The original Japanese pleasure quarter, Gion is Kyoto condensed into a scene straight out of Memoirs of a Geisha. This is where you might just spot a maiko (geisha-in-training) hurrying along lantern-lit alleyways before slipping out of sight through a silent sliding door.
Filled to the matcha-bowl brim with geisha inns and historic ochaya (tea houses), this picturesque district is located within close proximity to Yasaka-jinja, the brilliantly bright orange sanctuary formerly known as Gion Shrine.
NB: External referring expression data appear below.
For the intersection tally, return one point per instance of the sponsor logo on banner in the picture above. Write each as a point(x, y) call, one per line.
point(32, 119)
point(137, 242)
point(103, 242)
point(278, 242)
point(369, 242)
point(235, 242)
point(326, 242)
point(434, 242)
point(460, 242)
Originally constructed to appease the gods following a ravaging plague to the city, the iconic landmark has also played host for the past 1,000 years to the annual Gion Matsuri; a raucous affair that has metamorphosed from a religious ceremony to a less than holy summer block party. From people promenading in yukata robes (the festival fashion of choice) to the procession of large-scale yamahoko floats whose unparalleled craftsmanship have earned them a UNESCO nod, Gion’s tranquil streets come alive with equal parts food stalls and festival goers throughout the month of July.
With two bus routes stopping directly at Gion from Kyoto central station, you can explore the streets lined with exclusive ryotei restaurants preparing and preserving the culinary culture of Kyoto cuisine. Known throughout Japan as ‘kyo-ryori’, the subtle flavors and oh-so delicate garnishes in this seasonal cooking style make for nothing short of an ‘hallelujah’ eating experience.
Nearby is the classic cobblestone street of Hanami-koji, lined with traditional wooden townhouses that now simultaneously serve as souvenir or tea shops. Yes they’re touristy but in a charming, understated way.
Geisha hunters can secure their chances of seeing one in person with a performance at Gion Corner, a small theater located at the end of Hanami-koji that offers a reasonably-priced conclusion to their pursuit.